I’m about 20 percent happier without my devices dominating my every waking moment.

We’ve started a nightly card game, instead of everyone just sitting and staring at his or her various screens. It’s adorable. I almost fall asleep staring at the stars and trying to guess at the constellations.

DAY SIX

It’s midnight and we have Wi-Fi, we have Wi-Fi, we have Wi-Fi. I gorge like a 5-year-old given an entire bag of marshmallows. I don’t know what to do first. I blindly flick from Twitter to Instagram to email to other email to other email to Facebook to the Internet to the Skimm newsletter. My pupils dilate and my heart begins to pound faster and faster. I can feel adrenaline rush through my veins. This can’t be healthy. I have 2,000 emails, only about 1/12th of which actually need a response. Everyone always says enjoy the detox. Nothing major will happen when you are away. Only two slightly major things happened while I was away. I handle them. To be honest, if I hadn’t handled them, someone else would have, or they could have waited until I got home.

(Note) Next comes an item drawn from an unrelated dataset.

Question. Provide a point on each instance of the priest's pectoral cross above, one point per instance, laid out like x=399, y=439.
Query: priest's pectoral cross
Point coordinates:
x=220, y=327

Now I’m just f—-ing around on the Internet. Oooooh, a cat-in-a-box video.

I’m ignoring the rest of our group. I feel guilty about ignoring the rest of our group. But I love the Internet so much.

I have a headache. Feel nauseous. Too much too soon. Need a breather.

Twenty minutes later…

I love Wi-Fi. I love Wi-Fi. I love Wi-Fi.

DAY SIX

It’s gone again. I think I’ll be OK. It’s all going to be OK. Where are the playing cards?

CONCLUSION

When I returned home and began to tell people about my stint without access to the Internet they all expressed a similar sense of longing. “That must have been wonderful” they all said with a look in their eyes that told me they’d indulged in this particular fantasy more than once.

The digital detox is the juice cleanse of technology abstention. Juice cleanses don’t actually make anyone healthier. They do, however, make you much more mindful about what and how you eat. In a way, the digital detox does the same thing; it makes you more mindful of how, what, and why you consume on the Internet and how you use the devices that tap into it.

I’ve emerged from this brief exercise with three new habits that I would like to put into practice while traveling and at home.

1.     No more phone first thing in the morning. I go to bed at 11 p.m. and I wake up at 6 a.m. I don’t know why checking my phone first thing in the morning is the most important thing to do. No more.

2.     No checking the phone right before bed. This is an easy one and something I have always known would help me sleep better, but I have never fully embraced it.

3.     No more phone during meals. I don’t need to Instagram all of my food, and I want to be more present while I am eating and spending time with other people. I miss spending time with other people.

In the end, everything actually was OK.